= Mary Lou Song =

Korean-American entrepreneur

Mary Lou Song is a Korean-American entrepreneur and was eBay's third employee. She joined the company, formerly AuctionWeb, in 1996 after being recruited by its founder Pierre Omidyar and Jeffrey Skoll.

== Career ==
Song graduated from Northwestern University's Medill School of Journalism with a B.S. in Journalism and from Stanford University with a M.A. in Media Studies.

=== eBay ===

In his book "The Perfect Store: Inside eBay," Adam Cohen recounts the conversation between Song and Skoll, who she met at a Stanford Business School party. At the time, Song was working for a public relations firm, but agreed to have lunch with Skoll and Omidyar.
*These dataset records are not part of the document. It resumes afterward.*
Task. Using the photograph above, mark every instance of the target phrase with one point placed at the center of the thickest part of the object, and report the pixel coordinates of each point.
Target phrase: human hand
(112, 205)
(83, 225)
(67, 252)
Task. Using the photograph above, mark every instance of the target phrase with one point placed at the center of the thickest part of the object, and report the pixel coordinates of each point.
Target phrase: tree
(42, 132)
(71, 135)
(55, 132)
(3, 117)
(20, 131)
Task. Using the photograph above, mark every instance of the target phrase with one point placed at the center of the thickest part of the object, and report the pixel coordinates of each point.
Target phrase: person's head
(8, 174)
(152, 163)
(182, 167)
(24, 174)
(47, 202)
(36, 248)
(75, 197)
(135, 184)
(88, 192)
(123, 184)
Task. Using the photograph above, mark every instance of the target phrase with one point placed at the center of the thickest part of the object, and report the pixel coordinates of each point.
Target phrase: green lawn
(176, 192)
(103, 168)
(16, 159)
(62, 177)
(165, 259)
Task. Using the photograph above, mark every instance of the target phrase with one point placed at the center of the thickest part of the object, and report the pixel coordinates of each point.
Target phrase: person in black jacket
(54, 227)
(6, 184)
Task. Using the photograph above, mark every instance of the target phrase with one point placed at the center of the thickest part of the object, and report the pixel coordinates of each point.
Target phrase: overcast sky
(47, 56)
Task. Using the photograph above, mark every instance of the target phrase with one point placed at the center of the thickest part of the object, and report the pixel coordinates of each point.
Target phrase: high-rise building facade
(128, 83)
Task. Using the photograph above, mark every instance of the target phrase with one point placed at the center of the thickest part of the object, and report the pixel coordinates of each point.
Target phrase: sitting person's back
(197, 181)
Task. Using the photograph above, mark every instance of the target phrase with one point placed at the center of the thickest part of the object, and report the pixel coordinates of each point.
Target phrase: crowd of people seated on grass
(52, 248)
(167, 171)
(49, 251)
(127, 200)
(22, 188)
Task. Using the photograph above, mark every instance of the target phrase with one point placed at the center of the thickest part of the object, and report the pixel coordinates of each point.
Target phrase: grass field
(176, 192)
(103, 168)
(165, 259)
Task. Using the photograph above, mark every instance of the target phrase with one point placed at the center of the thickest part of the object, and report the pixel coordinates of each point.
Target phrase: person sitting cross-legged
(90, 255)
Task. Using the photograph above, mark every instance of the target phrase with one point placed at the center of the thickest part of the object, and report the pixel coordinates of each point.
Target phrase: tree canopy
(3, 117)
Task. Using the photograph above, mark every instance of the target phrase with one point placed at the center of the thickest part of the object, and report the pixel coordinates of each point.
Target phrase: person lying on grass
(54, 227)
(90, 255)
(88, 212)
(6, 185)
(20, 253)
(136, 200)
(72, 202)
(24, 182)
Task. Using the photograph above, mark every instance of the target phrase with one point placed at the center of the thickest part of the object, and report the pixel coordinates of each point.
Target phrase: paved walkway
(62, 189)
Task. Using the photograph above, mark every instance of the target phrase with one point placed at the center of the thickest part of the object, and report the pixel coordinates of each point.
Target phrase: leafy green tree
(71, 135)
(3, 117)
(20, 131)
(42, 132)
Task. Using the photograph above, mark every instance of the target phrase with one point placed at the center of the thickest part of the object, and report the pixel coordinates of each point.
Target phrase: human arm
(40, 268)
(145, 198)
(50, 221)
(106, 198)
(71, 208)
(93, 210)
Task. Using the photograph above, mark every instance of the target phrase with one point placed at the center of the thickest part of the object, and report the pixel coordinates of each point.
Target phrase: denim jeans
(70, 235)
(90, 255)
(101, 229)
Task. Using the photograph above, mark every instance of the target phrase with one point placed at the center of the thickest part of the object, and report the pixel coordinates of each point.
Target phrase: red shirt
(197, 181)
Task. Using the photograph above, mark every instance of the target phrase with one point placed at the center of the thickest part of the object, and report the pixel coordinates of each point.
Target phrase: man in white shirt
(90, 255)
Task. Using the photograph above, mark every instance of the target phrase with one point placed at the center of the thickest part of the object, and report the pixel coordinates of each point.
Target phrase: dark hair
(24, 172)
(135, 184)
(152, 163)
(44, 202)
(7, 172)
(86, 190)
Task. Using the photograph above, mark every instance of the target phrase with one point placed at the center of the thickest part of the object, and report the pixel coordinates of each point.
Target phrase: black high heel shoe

Song agreed to come on-board and was tasked with "bringing mainstream media attention" to the site. Additionally, she managed the company's public relations and community and product management teams. During the early days at eBay, Song is also credited with building the platform's community, tools and strategy to grow from 15,000 members to 20 million.

==== Friendster ====
Song joined Friendster, a social networking company, after a six-year stint at eBay. She was brought on as the Director of Community Development with the responsibility of managing its user base.

==== Tokoni ====
Labeled as a story sharing platform, Tokoni was founded in 2007 by Song and her husband, Alex Kazim. The company closed its doors in 2010.